Participação da Força Expedicionária Brasileira na 2ª Guerra é tema de homenagem
Sessão solene lembrou os 75 anos da vitória dos aliados, comemorada em 2020, e homenageou pracinha residente em São Miguel do Oeste.

25/11/2020 - 14h24

A Câmara de Vereadores de São Miguel do Oeste homenageou nesta terça-feira (24), em sessão solene, os membros da Força Expedicionária Brasileira que combateram na 2ª Guerra Mundial. Os 75 anos da vitória – e, com isso, o fim da 2ª Guerra, são comemorados em 2020.

Uma placa alusiva à data foi entregue ao ex-combatente Lindolfo Guilherme Arend, morador de São Miguel do Oeste, que hoje possui 100 anos. Também foram lembrados na sessão os ex-combatentes Guerino Moceliin e Claudino Schutz, ambos vinculados ao 14º RCMec, que faleceram recentemente.

O proponente da sessão solene, vereador Everaldo Di Berti, disse que como miguel-oestino se orgulha de ter um ex-combatente como o sr. Lindolfo Arend na cidade, e lembrou que o pracinha participa ativamente de eventos no Exército. Di Berti ressaltou que, devido à pandemia, a sessão teve de ser adiada (inicialmente, seria realizada em maio) e foi feita de forma mais modesta. O presidente da Câmara lembrou ainda da importância de homenagear pessoas em vida.

O coronel Carlos Alberto Moutinho Vaz, comandante do 14º RCMec, agradeceu à Câmara e à equipe do Regimento que organizaram essa homenagem. Ressaltou que em razão das restrições impostas pela pandemia, passará o comando do 14º RCMec ao tenente coronel Rodrigo Kluge Villani em uma solenidade fechada ao público, marcada para os próximos dias.

Vaz apresentou um histórico da Força Expedicionária Brasileira. Ressaltou que o objetivo era fazer o evento inicialmente próximo ao dia 8 de maio, quando se comemora a vitória dos aliados na 2ª Guerra Mundial; e próximo do dia 26 de abril, quando Lindolfo Arend completou 100 anos de vida. “Somos um dos poucos municípios do Brasil que tem a honra e o privilégio de ter um herói da FEB como um dos seus ilustres munícipes”, afirmou.  

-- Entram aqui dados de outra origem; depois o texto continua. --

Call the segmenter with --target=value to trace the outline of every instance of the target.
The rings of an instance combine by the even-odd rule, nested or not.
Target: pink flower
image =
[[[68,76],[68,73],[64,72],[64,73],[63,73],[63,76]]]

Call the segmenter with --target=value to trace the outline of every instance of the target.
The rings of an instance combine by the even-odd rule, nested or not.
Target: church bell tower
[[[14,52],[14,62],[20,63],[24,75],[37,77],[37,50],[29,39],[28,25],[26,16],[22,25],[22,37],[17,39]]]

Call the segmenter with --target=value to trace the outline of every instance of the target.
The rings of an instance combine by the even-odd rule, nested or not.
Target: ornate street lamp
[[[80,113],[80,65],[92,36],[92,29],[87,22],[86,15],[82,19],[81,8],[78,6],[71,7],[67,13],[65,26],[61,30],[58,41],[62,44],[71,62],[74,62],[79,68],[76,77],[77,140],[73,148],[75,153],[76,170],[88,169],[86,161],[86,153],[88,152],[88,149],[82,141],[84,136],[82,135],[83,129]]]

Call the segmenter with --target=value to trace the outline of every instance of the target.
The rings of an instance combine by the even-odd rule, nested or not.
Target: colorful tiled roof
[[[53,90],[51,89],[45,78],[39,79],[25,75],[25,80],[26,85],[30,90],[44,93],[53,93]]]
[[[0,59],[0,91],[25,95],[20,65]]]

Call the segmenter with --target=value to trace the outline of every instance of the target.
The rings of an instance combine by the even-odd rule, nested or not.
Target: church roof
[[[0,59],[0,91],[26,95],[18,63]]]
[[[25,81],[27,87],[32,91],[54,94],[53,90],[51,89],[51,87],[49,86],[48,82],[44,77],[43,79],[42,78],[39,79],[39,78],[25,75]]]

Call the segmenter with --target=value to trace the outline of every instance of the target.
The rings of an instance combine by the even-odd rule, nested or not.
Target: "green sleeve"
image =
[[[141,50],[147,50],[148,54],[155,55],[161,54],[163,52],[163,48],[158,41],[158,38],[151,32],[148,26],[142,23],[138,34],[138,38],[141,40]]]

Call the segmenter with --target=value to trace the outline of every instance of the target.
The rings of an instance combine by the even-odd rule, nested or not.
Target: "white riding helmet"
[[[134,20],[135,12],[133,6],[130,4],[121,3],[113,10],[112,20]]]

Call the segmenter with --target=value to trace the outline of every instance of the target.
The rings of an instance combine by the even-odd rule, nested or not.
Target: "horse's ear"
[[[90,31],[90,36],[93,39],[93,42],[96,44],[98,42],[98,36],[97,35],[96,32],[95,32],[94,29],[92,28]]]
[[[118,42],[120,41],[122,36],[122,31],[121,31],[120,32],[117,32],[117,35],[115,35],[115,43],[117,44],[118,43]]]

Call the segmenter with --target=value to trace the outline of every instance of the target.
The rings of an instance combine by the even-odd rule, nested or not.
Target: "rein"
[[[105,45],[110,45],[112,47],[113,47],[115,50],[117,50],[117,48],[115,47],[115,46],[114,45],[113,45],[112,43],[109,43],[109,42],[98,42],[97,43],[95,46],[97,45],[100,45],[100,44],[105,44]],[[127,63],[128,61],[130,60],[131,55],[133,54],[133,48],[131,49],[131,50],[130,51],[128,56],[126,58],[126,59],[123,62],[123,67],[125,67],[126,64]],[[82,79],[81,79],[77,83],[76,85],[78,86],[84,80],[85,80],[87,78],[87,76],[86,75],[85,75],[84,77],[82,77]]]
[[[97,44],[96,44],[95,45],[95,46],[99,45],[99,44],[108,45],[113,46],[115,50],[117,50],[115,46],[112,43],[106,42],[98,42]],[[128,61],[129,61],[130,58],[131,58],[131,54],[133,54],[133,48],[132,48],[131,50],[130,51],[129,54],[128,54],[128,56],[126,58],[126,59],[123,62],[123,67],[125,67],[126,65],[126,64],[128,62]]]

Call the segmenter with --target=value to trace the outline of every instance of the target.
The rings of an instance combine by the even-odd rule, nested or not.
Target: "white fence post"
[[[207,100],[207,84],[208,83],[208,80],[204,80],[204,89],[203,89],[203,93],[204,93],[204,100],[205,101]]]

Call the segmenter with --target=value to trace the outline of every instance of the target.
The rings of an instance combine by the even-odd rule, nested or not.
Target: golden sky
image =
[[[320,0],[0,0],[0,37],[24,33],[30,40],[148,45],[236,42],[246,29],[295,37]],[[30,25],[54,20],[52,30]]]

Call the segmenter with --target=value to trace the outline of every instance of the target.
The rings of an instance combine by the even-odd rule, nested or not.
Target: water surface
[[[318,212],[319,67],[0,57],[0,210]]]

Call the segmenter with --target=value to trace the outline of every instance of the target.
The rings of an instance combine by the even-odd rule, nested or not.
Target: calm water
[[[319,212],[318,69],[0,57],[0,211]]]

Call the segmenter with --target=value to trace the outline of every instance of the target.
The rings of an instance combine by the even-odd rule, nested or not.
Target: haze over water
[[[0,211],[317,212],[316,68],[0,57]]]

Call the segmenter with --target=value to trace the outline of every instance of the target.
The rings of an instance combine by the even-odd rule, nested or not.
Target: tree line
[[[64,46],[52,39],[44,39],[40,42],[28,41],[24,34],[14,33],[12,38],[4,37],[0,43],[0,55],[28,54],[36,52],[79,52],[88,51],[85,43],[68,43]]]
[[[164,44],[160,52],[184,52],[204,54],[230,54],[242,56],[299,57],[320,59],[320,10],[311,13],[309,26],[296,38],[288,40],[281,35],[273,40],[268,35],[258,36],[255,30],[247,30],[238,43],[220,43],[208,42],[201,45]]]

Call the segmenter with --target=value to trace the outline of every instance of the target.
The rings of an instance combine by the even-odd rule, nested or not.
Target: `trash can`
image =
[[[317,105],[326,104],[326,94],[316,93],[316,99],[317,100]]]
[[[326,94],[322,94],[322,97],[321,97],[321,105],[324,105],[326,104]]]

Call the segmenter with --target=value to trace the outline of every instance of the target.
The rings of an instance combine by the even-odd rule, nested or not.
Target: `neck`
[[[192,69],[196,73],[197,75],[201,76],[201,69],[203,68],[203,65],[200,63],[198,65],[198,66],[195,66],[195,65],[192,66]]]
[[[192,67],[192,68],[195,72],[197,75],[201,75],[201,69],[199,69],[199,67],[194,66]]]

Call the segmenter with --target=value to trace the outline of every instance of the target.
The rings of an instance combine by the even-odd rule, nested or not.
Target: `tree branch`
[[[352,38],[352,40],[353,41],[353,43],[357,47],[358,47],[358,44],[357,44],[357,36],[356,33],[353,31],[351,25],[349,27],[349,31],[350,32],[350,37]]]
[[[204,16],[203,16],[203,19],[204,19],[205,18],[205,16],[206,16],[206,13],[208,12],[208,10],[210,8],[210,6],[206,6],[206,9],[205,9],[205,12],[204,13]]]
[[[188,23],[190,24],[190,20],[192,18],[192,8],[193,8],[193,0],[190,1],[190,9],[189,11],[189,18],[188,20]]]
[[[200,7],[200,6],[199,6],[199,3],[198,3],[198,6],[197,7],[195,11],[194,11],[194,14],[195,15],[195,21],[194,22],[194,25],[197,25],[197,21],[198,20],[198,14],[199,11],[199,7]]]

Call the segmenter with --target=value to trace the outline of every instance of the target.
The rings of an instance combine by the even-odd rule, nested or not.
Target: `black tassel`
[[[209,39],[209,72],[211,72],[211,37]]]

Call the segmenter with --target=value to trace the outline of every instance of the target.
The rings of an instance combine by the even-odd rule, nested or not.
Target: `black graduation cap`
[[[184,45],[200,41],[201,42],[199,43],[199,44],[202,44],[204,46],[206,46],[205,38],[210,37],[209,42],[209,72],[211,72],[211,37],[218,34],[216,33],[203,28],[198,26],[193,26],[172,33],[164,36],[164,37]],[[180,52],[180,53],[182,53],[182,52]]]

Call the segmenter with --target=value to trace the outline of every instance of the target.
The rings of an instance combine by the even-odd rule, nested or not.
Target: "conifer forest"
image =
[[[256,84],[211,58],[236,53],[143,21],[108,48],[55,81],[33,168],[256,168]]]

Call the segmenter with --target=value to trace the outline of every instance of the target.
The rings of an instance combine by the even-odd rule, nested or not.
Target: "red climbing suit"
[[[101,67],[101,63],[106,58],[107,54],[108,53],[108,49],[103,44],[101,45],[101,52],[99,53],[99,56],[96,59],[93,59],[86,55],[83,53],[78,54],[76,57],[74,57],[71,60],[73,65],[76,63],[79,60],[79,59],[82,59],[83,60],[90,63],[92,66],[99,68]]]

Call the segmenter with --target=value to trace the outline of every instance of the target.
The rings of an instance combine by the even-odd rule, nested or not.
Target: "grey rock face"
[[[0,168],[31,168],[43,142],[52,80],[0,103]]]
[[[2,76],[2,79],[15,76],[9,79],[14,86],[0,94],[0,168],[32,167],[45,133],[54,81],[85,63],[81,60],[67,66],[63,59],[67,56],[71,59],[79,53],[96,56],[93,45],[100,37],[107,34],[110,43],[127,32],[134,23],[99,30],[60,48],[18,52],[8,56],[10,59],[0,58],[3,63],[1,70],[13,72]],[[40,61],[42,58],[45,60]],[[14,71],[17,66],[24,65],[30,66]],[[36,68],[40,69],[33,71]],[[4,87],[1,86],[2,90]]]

“Os feitos heroicos da nossa Força Expedicionária Brasileira podem ser dimensionados. Temos a gratidão do povo italiano que foi libertado da tirania pelos nossos pracinhas; o reconhecimento dos comandantes aliados, principalmente as tropas norte-americanas, às quais nossos combatentes foram subordinados durante a campanha da FEB; e até mesmo na descrença dos comandantes das tropas inimigas de que o Brasil estivesse à altura desse desafio”, acrescentou o comandante do 14º Regimento de Cavalaria Mecanizado.

Por fim, Carlos Alberto Moutinho Vaz explicou a origem do símbolo da Força Expedicionária Brasileira, que é uma cobra fumando. “Com a situação que vivíamos na década de 1940 no Brasil, houve quem dissesse que seria impossível preparar, treinar, equipar e enviar uma tropa para atravessar o Oceano Atlântico e enfrentar o inverno rigoroso, gelado, lá na Itália; um inimigo com larga experiência em combate, muito bem armado e equipado, tenaz, aguerrido. Chegou-se a comentar – por aqueles que desconheciam a fibra do soldado brasileiro – que seria mais fácil uma cobra fumar do que o Brasil atravessar o oceano e enviar a sua força expedicionária para a guerra. Mas desde aquela época o Brasil era um país que prezava pela democracia, pela liberdade, pela justiça, e jamais poderia aceitar a injusta agressão que sofreu, principalmente com o afundamento de nossos navios mercantes. Então o que aconteceu? A cobra fumou. A nossa força expedicionária atravessou o Oceano Atlântico, foi lá, combateu, e escreveu na nossa história com sangue, com suor, com lágrimas, esse episódio marcante, e provou assim o valor do soldado brasileiro.”